The Strong Lottery Ticket Hypothesis for Multi-Head Attention Mechanisms
Hikari Otsuka, Daiki Chijiwa, Yasuyuki Okoshi, Daichi Fujiki, Susumu Takeuchi, Masato Motomura
TL;DR
The paper extends the strong lottery ticket hypothesis (SLTH) to transformers by proving the existence of strong lottery tickets within multi-head attention (MHA) mechanisms. It shows that a randomly initialized MHA with $H$ heads and input dimension $d$ contains SLTs that can approximate any target MHA when the key/value hidden dimensions satisfy $n_K,n_V = O\big(d\log(Hd^{3/2}/\epsilon)\big)$, leveraging a weight-merge reinterpretation and a two-layers-for-one approximation variant. This result is extended to transformers without normalization layers, with a block-wise error that decays exponentially with hidden dimensions and remains independent of sequence length. Empirically, the authors validate the theory on synthetic angular-velocity tasks and language-modeling settings, revealing practical weight-initialization scales that improve SLTs and demonstrating exponential error decay as hidden dimensions grow. The findings offer a theoretical foundation for pruning-based, training-free subnetworks in modern transformer architectures and suggest new directions for understanding overparameterization in sequence models.
Abstract
The strong lottery ticket hypothesis (SLTH) conjectures that high-performing subnetworks, called strong lottery tickets (SLTs), are hidden in randomly initialized neural networks. Although recent theoretical studies have established the SLTH across various neural architectures, the SLTH for transformer architectures still lacks theoretical understanding. In particular, the current theory of the SLTH does not yet account for the multi-head attention (MHA) mechanism, a core component of transformers. To address this gap, we introduce a theoretical analysis of the existence of SLTs within MHAs. We prove that, if a randomly initialized MHA of $H$ heads and input dimension $d$ has the hidden dimension $O(d\log(Hd^{3/2}))$ for the key and value, it contains an SLT that approximates an arbitrary MHA with the same input dimension with high probability.

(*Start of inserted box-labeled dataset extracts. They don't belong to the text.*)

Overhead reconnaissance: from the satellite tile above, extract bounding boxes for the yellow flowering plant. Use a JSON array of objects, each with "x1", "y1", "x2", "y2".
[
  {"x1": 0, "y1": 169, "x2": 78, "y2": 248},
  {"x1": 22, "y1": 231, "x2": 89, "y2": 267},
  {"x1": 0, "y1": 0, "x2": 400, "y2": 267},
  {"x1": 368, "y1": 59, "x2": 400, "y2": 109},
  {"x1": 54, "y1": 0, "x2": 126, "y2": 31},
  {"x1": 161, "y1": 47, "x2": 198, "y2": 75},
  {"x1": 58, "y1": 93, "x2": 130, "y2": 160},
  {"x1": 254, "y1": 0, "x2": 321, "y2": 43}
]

Furthermore, by leveraging this theory for MHAs, we extend the SLTH to transformers without normalization layers. We empirically validate our theoretical findings, demonstrating that the approximation error between the SLT within a source model (MHA and transformer) and an approximate target counterpart decreases exponentially by increasing the hidden dimension of the source model.